CAP Senior Fellow Daniel J. Weiss testifies before the Subcommittee on Energy and Power of the Committee on Energy and Commerce. Read the full testimony (CAP Action)
Thank you for the opportunity to testify on “American Energy Security and Innovation: Grid Reliability Challenges in a Shifting Energy-Resource Landscape.”
Discussing electricity security and innovation while ignoring climate change is like discussing personal health while ignoring cigarette smoking, diet, and exercise. Any examination of this shifting landscape must acknowledge that our electricity-generation systems produce much of the carbon pollution responsible for climate change and that the effects of climate change impair electricity reliability. Since coal-fired power plants emit one-third of the climate pollution in the United States, it is irresponsible to assess changes in our electricity system while ignoring climate pollution and its impacts.

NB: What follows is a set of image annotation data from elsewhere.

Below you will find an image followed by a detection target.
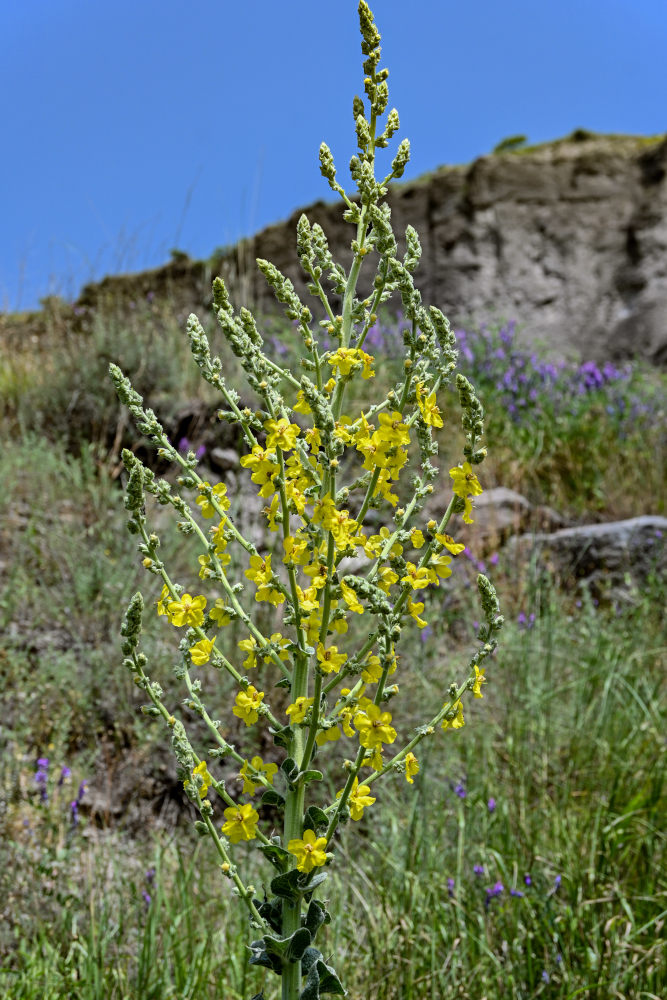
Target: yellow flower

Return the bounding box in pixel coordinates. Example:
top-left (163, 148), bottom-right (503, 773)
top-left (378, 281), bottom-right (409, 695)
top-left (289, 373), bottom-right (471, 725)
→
top-left (287, 830), bottom-right (327, 872)
top-left (354, 704), bottom-right (396, 750)
top-left (285, 695), bottom-right (314, 725)
top-left (190, 639), bottom-right (215, 667)
top-left (435, 534), bottom-right (465, 556)
top-left (336, 778), bottom-right (375, 820)
top-left (410, 528), bottom-right (425, 549)
top-left (472, 663), bottom-right (486, 698)
top-left (317, 642), bottom-right (347, 674)
top-left (405, 751), bottom-right (419, 785)
top-left (232, 684), bottom-right (264, 726)
top-left (327, 347), bottom-right (375, 378)
top-left (264, 417), bottom-right (301, 451)
top-left (167, 594), bottom-right (206, 628)
top-left (192, 760), bottom-right (213, 799)
top-left (442, 699), bottom-right (465, 729)
top-left (449, 462), bottom-right (483, 500)
top-left (222, 802), bottom-right (259, 844)
top-left (430, 553), bottom-right (452, 580)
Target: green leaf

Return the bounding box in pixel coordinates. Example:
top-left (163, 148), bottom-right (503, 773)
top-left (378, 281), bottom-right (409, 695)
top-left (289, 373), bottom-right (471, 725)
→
top-left (271, 868), bottom-right (302, 901)
top-left (259, 840), bottom-right (289, 872)
top-left (285, 927), bottom-right (312, 962)
top-left (301, 872), bottom-right (329, 892)
top-left (296, 771), bottom-right (324, 785)
top-left (249, 938), bottom-right (283, 976)
top-left (304, 899), bottom-right (331, 939)
top-left (280, 757), bottom-right (299, 784)
top-left (299, 948), bottom-right (345, 1000)
top-left (303, 806), bottom-right (329, 833)
top-left (271, 726), bottom-right (292, 750)
top-left (262, 788), bottom-right (285, 806)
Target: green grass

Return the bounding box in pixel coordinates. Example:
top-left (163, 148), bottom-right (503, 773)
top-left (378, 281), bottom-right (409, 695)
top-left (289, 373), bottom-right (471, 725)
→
top-left (0, 593), bottom-right (667, 1000)
top-left (0, 311), bottom-right (667, 1000)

Americans understand that extreme weather is related to man-made climate change that costs our economy billions of dollars annually. A recent poll from Yale University and George Mason University found that many Americans believe that global warming caused recent extreme weather and climatic events to be “more severe.”
Extreme weather events—including storms, floods, droughts, heat waves, and wildfires—threaten electricity reliability. The Congressional Research Service concluded that, “[P]ower delivery systems are most vulnerable to storms and extreme weather events.”